Before He Was Celebrating Christmas, Director Bob Clark
Played with Dead Things
Back before he became a staple of the Christmas season, director Bob Clark (A Christmas Story, Black Christmas) was cutting his teeth in the world of independent genre cinema. One of Clark’s earliest efforts was 1972’s Children Shouldn’t Play with Dead Things. Six theater friends decide to have a little fun by having a mock Satanic ritual. To do so, they head to an isolated island, dig up a rotting corpse, and perform the spooky ceremony. The group’s director is disappointed when the initial ritual fails and continues to push it. Eventually he succeeds in raising the dead and soon realizes it’s not always best to get what you wish for.
Using friends from college and working with a measly budget of $50,000, Clark managed to complete Children Shouldn’t Play with Dead Things over the course of 14 days.
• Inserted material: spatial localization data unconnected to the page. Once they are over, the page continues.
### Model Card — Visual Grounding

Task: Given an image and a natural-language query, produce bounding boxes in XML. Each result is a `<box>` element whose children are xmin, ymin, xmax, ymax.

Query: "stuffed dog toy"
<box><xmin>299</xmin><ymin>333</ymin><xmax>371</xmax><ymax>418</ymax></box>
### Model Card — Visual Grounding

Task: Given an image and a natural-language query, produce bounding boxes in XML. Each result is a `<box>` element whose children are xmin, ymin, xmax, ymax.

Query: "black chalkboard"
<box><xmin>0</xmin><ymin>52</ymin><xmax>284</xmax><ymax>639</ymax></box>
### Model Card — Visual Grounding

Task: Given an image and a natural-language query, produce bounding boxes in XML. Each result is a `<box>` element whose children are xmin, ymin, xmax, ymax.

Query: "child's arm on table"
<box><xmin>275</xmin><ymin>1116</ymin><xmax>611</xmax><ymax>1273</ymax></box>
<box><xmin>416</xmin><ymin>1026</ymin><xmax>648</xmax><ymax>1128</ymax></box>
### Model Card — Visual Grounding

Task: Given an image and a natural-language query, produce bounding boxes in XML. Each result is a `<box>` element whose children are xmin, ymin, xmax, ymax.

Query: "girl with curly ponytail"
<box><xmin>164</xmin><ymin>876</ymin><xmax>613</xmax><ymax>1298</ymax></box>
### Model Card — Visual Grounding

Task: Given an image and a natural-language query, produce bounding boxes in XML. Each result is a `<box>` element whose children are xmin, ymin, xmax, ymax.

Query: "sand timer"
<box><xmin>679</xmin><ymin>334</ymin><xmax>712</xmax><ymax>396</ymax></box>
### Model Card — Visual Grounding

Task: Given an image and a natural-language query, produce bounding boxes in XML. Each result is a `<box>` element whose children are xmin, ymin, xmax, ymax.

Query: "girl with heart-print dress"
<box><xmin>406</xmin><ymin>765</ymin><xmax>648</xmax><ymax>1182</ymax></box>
The result is an effective zombie flick with one of the eeriest endings the genre has ever seen. Alan Ormsby, who co-wrote the script and starred in the film, deserves a fair share of credit for crafting the film’s creepy special effects. It’s a film that starts out as a dark comedy about college kids screwing around and quickly morphs into a story about hopelessness, a remarkable feat when factoring in Clark and Ormsby’s limitations and scant resources.
VCI Entertainment is set to release Children Shouldn’t Play with Dead Things in a brand-new 4K UHD collector’s edition set just in time for the film’s 50th anniversary. This new release will include an all-new introduction and Q&A with Ormsby, the brand-new feature-length documentary Dreaming of Death: Bob Clark’s Horror Films, and much, much more. VCI will also be releasing the film on standard Blu-ray and DVD. All three editions hit shelves in October, just in time for the Halloween season.